Lejanas y obsoletas resultan las palabras de este trotamundos en esa cocina de 1965: “No quiero tener que necesitarte”. “¿Por qué?”, pregunta ella. “Porque no puedo tenerte”. Richard sigue tocando la bocina. Francesca toma el picaporte imperceptiblemente. Robert está esperando la respuesta a su sutil pregunta. Francesca comienza a girar el picaporte y nota que Robert enciende la luz de guiño, ofreciéndole la fuga hacia lo nuevo, lo salvaje, lo erótico, el amor profundo de esos cuatro días eternizado en esa huída. Ella sostiene el picaporte firmemente. Pero Robert arranca el coche, gira a la izquierda y desaparece en la ruta inundada. Francesca llora desconsoladamente, soltando la aldaba. Richard le pregunta qué le pasa y ella responde que se le pasaría enseguida.

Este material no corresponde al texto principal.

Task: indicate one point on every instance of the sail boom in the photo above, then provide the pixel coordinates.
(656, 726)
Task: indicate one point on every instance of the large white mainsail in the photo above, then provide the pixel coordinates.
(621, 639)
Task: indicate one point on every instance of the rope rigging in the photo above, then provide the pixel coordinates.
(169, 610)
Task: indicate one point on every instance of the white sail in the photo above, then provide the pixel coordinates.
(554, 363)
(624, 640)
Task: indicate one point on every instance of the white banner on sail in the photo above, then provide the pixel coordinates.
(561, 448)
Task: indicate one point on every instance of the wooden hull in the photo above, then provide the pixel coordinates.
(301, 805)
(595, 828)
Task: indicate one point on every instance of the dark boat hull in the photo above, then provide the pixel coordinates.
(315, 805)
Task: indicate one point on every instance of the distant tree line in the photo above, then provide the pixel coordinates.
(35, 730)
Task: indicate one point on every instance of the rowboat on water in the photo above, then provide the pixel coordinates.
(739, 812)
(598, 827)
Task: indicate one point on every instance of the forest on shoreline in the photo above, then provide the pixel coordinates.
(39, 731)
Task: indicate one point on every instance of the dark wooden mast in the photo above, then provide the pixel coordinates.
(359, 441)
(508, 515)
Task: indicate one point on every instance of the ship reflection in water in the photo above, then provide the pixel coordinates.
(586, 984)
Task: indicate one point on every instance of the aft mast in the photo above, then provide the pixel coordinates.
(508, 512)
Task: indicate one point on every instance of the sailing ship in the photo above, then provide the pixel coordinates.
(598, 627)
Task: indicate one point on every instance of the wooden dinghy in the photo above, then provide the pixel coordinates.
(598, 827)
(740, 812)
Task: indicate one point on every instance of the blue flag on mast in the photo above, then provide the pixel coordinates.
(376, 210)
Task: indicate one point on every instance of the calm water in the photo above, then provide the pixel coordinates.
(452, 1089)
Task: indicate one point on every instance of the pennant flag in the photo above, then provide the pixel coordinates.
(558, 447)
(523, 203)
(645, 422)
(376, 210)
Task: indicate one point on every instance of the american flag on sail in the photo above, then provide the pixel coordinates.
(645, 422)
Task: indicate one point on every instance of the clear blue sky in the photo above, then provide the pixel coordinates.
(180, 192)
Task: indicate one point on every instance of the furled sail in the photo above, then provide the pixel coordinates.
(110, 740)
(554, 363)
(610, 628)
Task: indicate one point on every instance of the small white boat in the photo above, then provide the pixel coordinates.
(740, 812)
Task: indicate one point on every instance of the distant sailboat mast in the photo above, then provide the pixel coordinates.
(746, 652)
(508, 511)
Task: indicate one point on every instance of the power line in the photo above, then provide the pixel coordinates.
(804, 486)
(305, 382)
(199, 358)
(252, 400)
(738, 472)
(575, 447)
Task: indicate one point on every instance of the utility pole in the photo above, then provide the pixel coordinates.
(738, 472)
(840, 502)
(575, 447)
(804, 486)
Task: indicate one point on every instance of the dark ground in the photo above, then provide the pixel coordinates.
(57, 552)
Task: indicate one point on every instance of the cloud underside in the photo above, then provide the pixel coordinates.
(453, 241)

Esa escena de Robert preguntándole con la luz de guiño qué decisión había tomado y ella, a punto de largarse con él pero deteniendo su impulso en el último instante, es desgarradora, romántica y hermosa, cruel y tristemente hermosa. En esta noche de lunes relato esta película que me encantó, me emocionó y que creí justo mencionar en HND. Y aunque el nunca bien ponderado Lupine de LIA haga una pregunta inteligente como la de qué me van a hablar de amor explicando que conseguir pareja es una paja; y aunque una propaganda de desodorante nos diga que son tiempos difíciles para el romanticismo; y aunque esto es tan sólo una película, yo quiero darle por lo menos 4 ‘Sócrates es un gato’ a Los Puentes de Madison porque logró su objetivo, me vendió la historia, me entretuvo y me hizo hablarle a Clint Eastwood y decirle ‘Pa, sacála a bailar’ cuando ella estrena su vestido nuevo sólo para estar con él en la cocina de su granja. Y eso me gustó. Después de todo, como reza el programa de Gasti Pauls, mejor hablar de ciertas cosas.